Dans la fiche de liaison médico-administrative datée du 16 septembre 2016 (pièce n° 9 des productions de la caisse), le médecin conseil a donné son accord sur le diagnostic figurant sur le certificat médical initial, a mentionné le code syndrome 098AAM51B en renseignant comme suit le libellé du syndrome : 'sciatique par hernie discale L5-S1".
A la question : 'conditions médicales réglementaires du tableau remplies'', le médecin n'a rien coché et à l'item 'Si conditions remplies, préciser le cas échéant, la nature et la date de réalisation de l'examen complémentaire exigé par le tableau', il n'a là encore rien mentionné.
Ainsi, alors que le libellé de la maladie mentionnée au certificat médical était différent de celui figurant au tableau n°98, force est de constater que l'avis du médecin conseil n'est fondé sur aucun élément médical extrinsèque de nature notamment à mettre en évidence une atteinte radiculaire de topographie concordante.
L'avis complémentaire du médecin conseil du 22 février 2022 (pièce n° 13 de la caisse), qui se borne à répondre 'oui' à la question ' pouvez-vous confirmer que la sciatique par hernie discale L5 S1 présentée par l'assurée est associée à une atteinte radiculaire de topographie concordante' ' sans faire référence au moindre élément extrinsèque de nature à l'objectiver (tel un examen IRM), est inopérant.
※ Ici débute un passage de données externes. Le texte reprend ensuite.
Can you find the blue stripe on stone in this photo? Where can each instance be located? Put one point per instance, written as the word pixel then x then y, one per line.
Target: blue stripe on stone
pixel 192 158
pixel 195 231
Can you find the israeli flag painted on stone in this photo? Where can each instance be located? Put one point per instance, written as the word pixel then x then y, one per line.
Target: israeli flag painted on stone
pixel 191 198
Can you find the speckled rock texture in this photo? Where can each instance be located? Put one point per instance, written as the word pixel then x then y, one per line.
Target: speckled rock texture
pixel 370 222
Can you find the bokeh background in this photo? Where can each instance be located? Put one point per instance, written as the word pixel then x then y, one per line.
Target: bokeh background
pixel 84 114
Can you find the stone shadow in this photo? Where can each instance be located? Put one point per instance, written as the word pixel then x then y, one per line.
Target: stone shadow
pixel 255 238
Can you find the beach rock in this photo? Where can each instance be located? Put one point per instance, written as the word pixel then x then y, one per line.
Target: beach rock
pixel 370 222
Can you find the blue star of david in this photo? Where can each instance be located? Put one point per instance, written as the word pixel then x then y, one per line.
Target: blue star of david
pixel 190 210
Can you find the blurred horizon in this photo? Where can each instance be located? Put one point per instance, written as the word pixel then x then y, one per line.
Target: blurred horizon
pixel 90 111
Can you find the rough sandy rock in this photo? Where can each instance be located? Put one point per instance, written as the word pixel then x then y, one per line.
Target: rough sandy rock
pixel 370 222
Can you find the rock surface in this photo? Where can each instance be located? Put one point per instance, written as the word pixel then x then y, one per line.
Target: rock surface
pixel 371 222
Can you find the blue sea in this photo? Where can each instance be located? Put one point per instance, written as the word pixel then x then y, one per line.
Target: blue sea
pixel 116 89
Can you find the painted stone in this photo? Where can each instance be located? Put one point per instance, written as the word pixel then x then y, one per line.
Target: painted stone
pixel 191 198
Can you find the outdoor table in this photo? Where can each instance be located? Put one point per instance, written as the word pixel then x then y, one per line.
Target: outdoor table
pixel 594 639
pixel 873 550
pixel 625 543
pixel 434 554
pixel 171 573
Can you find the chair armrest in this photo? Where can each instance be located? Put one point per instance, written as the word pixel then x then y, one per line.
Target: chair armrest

Les premiers juges doivent par conséquent être approuvés en ce qu'ils ont déclaré la décision de prise en charge de la maladie inopposable à l'employeur.
Sur les dépens
L'article R.144-10 du code de la sécurité sociale disposant que la procédure est gratuite et sans frais en matière de sécurité sociale est abrogé depuis le 1er janvier 2019.
En conséquence, les dépens de la présente procédure exposés postérieurement au 31 décembre 2018 seront laissés à la charge de la caisse qui succombe à l'instance.
PAR CES MOTIFS :
La COUR, statuant publiquement par arrêt contradictoire mis à disposition au greffe,
Confirme le jugement entrepris en toutes ses dispositions ;
Condamne la caisse primaire d'assurance maladie du Tarn aux dépens, pour ceux exposés postérieurement au 31 décembre 2018.